Transformation numérique : opportunités pour le travail social

À première vue, le travail social – empreint de travail relationnel et de contact personnels – et la transformation numérique semblent difficilement conciliables. Pourtant, les développements de ces dernières années montrent que la transformation numérique crée de nouvelles opportunités dans nombre de domaines. Grâce à son centre de compétence « Numérisation et travail social », l’association sozialinfo.ch soutient des organisations et des spécialistes du domaine social dans l’utilisation de ces opportunités, et ses prestations favorisent l’empowerment numérique. Dans cet entretien, Thomas Brunner, directeur de sozialinfo.ch et Andreas Dvorak, propriétaire de socialdesign, expliquent ce qui permet de saisir les opportunités de la transformation numérique pour le travail social, et quels sont, selon eux, les plus importants enjeux à cet égard.
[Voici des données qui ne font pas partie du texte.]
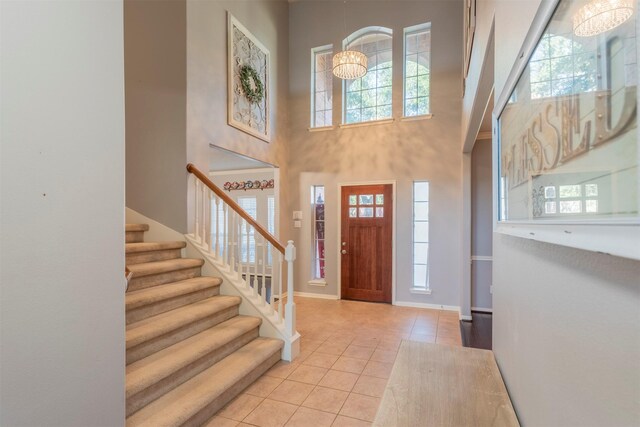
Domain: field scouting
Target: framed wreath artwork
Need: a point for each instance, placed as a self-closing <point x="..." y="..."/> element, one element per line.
<point x="248" y="81"/>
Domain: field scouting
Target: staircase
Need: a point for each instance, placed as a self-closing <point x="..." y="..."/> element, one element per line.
<point x="189" y="352"/>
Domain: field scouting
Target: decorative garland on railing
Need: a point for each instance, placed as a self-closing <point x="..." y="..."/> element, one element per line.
<point x="254" y="92"/>
<point x="248" y="185"/>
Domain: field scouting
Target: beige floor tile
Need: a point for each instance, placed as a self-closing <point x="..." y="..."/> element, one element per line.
<point x="291" y="392"/>
<point x="388" y="356"/>
<point x="423" y="338"/>
<point x="271" y="414"/>
<point x="240" y="407"/>
<point x="263" y="386"/>
<point x="307" y="374"/>
<point x="349" y="364"/>
<point x="367" y="342"/>
<point x="326" y="399"/>
<point x="360" y="407"/>
<point x="321" y="360"/>
<point x="307" y="417"/>
<point x="342" y="421"/>
<point x="308" y="344"/>
<point x="390" y="344"/>
<point x="339" y="380"/>
<point x="378" y="369"/>
<point x="449" y="341"/>
<point x="221" y="422"/>
<point x="329" y="347"/>
<point x="282" y="369"/>
<point x="370" y="386"/>
<point x="358" y="352"/>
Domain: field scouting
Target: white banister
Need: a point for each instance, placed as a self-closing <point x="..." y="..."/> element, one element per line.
<point x="240" y="248"/>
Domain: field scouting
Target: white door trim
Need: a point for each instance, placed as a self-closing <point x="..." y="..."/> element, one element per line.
<point x="393" y="233"/>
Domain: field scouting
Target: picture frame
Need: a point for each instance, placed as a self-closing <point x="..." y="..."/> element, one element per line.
<point x="248" y="80"/>
<point x="566" y="161"/>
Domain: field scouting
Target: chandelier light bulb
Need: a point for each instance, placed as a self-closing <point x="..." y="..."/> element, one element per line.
<point x="599" y="16"/>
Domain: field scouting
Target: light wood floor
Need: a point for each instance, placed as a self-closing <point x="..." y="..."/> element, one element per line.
<point x="348" y="349"/>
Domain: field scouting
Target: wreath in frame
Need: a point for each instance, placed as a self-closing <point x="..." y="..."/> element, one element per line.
<point x="252" y="86"/>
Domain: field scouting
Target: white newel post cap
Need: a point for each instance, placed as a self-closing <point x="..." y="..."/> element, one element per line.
<point x="290" y="252"/>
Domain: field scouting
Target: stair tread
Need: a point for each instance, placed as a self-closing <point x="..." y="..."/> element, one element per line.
<point x="142" y="297"/>
<point x="153" y="368"/>
<point x="180" y="404"/>
<point x="163" y="323"/>
<point x="137" y="247"/>
<point x="157" y="267"/>
<point x="136" y="227"/>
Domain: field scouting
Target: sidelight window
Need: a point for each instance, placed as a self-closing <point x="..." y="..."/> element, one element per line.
<point x="421" y="235"/>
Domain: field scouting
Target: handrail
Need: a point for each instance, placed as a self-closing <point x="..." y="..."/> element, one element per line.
<point x="229" y="201"/>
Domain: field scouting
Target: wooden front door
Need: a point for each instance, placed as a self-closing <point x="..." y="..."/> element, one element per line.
<point x="365" y="244"/>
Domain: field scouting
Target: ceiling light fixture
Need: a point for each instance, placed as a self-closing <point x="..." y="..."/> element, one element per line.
<point x="599" y="16"/>
<point x="349" y="64"/>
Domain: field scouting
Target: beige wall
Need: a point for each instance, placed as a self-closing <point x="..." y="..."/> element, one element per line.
<point x="565" y="325"/>
<point x="481" y="224"/>
<point x="207" y="82"/>
<point x="156" y="99"/>
<point x="402" y="151"/>
<point x="62" y="340"/>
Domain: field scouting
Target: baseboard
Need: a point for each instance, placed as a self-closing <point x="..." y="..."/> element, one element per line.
<point x="314" y="295"/>
<point x="424" y="305"/>
<point x="482" y="310"/>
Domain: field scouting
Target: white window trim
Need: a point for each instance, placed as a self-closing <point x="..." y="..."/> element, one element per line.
<point x="312" y="117"/>
<point x="345" y="42"/>
<point x="408" y="30"/>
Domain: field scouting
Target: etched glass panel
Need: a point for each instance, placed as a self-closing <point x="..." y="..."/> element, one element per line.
<point x="366" y="213"/>
<point x="366" y="199"/>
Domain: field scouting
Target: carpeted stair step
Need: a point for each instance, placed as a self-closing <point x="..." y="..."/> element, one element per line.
<point x="160" y="272"/>
<point x="195" y="401"/>
<point x="137" y="253"/>
<point x="155" y="375"/>
<point x="135" y="232"/>
<point x="148" y="302"/>
<point x="163" y="330"/>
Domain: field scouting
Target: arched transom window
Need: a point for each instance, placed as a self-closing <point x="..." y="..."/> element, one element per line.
<point x="369" y="98"/>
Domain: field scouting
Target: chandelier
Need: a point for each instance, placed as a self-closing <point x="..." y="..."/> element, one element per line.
<point x="349" y="64"/>
<point x="599" y="16"/>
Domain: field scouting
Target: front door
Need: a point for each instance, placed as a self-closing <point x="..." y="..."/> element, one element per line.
<point x="366" y="247"/>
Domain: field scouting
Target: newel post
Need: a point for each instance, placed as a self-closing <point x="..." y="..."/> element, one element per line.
<point x="290" y="307"/>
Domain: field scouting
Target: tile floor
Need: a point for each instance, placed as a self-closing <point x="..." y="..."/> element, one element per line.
<point x="347" y="352"/>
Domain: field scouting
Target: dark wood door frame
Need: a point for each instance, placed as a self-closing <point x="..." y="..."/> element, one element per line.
<point x="393" y="233"/>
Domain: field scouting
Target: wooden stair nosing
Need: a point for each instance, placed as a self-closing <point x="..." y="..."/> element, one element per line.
<point x="166" y="266"/>
<point x="137" y="247"/>
<point x="142" y="297"/>
<point x="164" y="323"/>
<point x="151" y="377"/>
<point x="199" y="398"/>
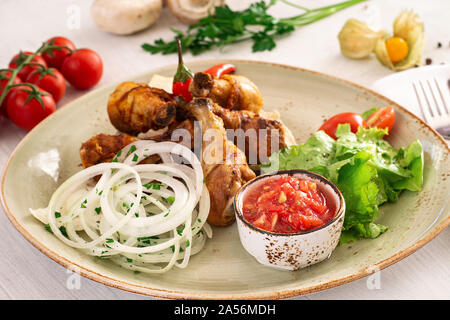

d.g.à.d.: Thomas Brunner, Andreas Dvorak

Quels changements la transformation numérique a-t-elle engendrés ces dernières années pour le domaine social ?

Thomas Brunner : L’ampleur de l’influence de la transformation numérique n’a d’égal que celle du domaine social lui-même. Le développement n’est jamais uniforme, mais on peut affirmer que la transformation numérique est fortement liée aux client·e·s. La transformation numérique permet d’établir une connexion encore plus forte avec l’environnement des client·e·s : les femmes et les hommes qui évoluent dans un environnement essentiellement numérique peuvent de plus en plus être contacté·e·s par des moyens numériques. Cela est par exemple déjà la norme dans le cadre du conseil « bas seuil » dédié à la santé psychique. D’autres domaines de l’action sociale affichent toujours un fonctionnement très analogique. L’explication en est simple : le cœur du travail social réside dans l’entretien de la relation, partant, dans la présence. Pour autant, la pandémie de COVID-19 a modifié d’un coup les conditions cadres du travail social : soudain, les prestations numériques ne relevaient plus d’un choix, et les formes numériques de communication, au contraire, étaient souvent la seule voie permettant d’interagir avec les client·e·s. Pour autant que je puisse en juger, aucune nouvelle normalité n’en a cependant résulté. Peut-être parce que dans une organisation, la transformation numérique nécessite une planification active et mobilise des ressources. L’improvisation était de mise durant la pandémie. Mais en l’absence de concept sous-tendant les prestations numériques ainsi créées, les processus et les déroulements habituels ont fait leur retour.

Andreas Dvorak : Durant la pandémie, j’ai particulièrement observé cette numérisation spontanée, découlant de l’absence d’alternatives, dans le domaine de la migration. Soudain, des solutions qui ne viennent pas du domaine social ont été adaptés, et des outils du quotidien comme WhatsApp ou DeepL utilisés également dans le contexte du travail social. Si ces petites innovations étaient très utiles durant la pandémie, elles ont confronté les spécialistes du travail social à de nouveaux défis. En raison du recours fréquent à des appareils privés pour communiquer, vie privée et vie professionnelle s’étaient mélangées. Les demandes pouvaient arriver par d’autres canaux. En même temps, les directives sur l’utilisation des différents canaux et sur la manière de maintenir la séparation entre la sphère privée et la sphère professionnelle, faisaient défaut. Des enjeux en matière de protection des données se sont en outre posés.

Quels sont à cet égard les enjeux actuels et futurs pour les organisations du secteur social ?

Thomas Brunner : De mon point de vue, l’enjeu principal pour les organisations est d’accepter que la transformation numérique relève de la responsabilité de l’organisation et non de celle des professionnel·le·s qu’elle emploie. Des processus clairs sont nécessaires. La transformation numérique exige un pilotage global et la disponibilité de ressources humaines et financières en suffisance. L’existence de concepts clairs pour les nouvelles prestations et démarches est importante pour que les organisations puissent intégrer sur le long terme les connaissances acquises.

Quelles opportunités la numérisation et la transformation numérique offrent-elles au-jourd’hui et demain ? Pour quelles prestations et settings identifiez-vous les plus forts potentiels ?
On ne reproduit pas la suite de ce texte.